Hibbs also brought resident and staff guests onto his show to provide updates about different aspects of life on campus. Guests have included a community member who is a retired physician who recovered from COVID-19 and the staff member who orchestrated Riderwood’s new concierge service.

“Every initiative we roll out, we’re able to give the rationale,” Hibbs says. “People send emails and then I can go on the program and clear up any confusion. It has been a good complement to whatever we put out in writing.”

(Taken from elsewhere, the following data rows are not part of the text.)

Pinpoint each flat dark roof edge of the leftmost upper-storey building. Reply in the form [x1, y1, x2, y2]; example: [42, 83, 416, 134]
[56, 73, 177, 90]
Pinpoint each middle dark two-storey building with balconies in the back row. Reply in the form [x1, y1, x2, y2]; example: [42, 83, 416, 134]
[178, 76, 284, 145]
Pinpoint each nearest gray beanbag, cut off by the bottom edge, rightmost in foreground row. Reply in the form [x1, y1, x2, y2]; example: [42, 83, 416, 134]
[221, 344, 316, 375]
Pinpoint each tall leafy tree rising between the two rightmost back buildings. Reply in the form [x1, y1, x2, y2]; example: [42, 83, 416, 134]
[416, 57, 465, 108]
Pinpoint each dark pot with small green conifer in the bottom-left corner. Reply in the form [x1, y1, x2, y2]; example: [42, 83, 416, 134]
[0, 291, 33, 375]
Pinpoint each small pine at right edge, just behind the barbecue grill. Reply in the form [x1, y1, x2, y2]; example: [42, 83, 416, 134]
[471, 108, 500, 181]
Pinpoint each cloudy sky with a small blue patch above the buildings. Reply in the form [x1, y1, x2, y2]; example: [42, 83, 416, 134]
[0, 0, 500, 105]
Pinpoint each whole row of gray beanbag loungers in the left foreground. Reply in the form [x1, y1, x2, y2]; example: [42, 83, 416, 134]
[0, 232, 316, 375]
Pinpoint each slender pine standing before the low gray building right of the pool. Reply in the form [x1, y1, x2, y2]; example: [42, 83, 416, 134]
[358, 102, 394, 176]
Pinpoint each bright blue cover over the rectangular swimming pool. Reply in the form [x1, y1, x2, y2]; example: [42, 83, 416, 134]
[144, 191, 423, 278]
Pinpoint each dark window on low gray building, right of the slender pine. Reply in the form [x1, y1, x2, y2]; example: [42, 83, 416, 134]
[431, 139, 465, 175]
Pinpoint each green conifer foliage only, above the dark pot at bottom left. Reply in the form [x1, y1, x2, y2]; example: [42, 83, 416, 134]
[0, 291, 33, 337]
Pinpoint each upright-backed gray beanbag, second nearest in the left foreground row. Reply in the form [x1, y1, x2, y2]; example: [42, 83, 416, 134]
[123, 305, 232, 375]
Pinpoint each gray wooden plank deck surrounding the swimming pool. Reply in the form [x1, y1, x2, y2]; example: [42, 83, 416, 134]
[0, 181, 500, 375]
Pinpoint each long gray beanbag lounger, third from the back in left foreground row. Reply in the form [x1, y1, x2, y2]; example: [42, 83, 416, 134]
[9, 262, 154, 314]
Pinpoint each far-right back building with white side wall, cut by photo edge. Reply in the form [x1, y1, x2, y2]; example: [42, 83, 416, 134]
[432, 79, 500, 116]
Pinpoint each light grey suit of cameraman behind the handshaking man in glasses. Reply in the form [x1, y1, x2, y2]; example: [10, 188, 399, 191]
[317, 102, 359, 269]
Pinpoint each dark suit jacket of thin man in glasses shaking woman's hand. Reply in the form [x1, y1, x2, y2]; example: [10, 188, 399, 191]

Under normal circumstances, Riderwood’s TV studio is staffed with dozens of resident volunteers who operate cameras, host shows, and do everything else needed to produce programs. While social distancing was required, community members were still able to contribute to the studio’s operations by using technology such as Zoom and FaceTime to conduct interviews and appear on shows. 

Elaine Tiller actually had her first opportunity to appear on Riderwood’s in-house TV station during the coronavirus pandemic. She wrote a powerful article about grieving after her son’s wife’s mother passed away. 

“I was hurting and decided to write my thoughts for myself. I was grieving a lot of things, not just this death in our family. I was also concerned about job loss for our kids, the economy—there were all kinds of different levels of grief going on in me, so I wrote this article to sort that out for myself and I realized it might help other people.”

Elaine shared what she wrote with many people in her social networks and received feedback that people did indeed find it helpful. When Taydus and the TV studio staff read it, they asked Elaine to share her insights via a Zoom interview to appear on Riderwood TV.

“It was about the levels of grief that we are feeling and rituals we can use while we are locked away from everybody to help ourselves and lift our spirits,” Elaine says.

Something for everyone

Of course, sheltering in place also meant finding new ways to keep entertained and connected—and at Riderwood, the TV station was able to fill that need as well. The fitness staff provided exercise videos to help residents stay fit at home. The TV studio also teamed up with staff from other departments to put on weekly virtual social hours, featuring interactive events like charades using video conferencing technology.

Taydus and his team also launched a new show during the COVID-19 crisis called Riderwood TV Live!, a live television program three times a week that focused on connecting and entertaining community members in fun ways such as trivia where neighbors could participate from home using their computer, laptop, tablet, or smartphone.

“Another popular program was Riderwood TV Live! Radio. The show was an all-music hour where I took song requests live from residents via phone and e-mail,” Taydus says. “One resident even called in to express that she didn’t care what we played, but to ‘keep it up’ as she was ‘dancing along’ in her apartment.”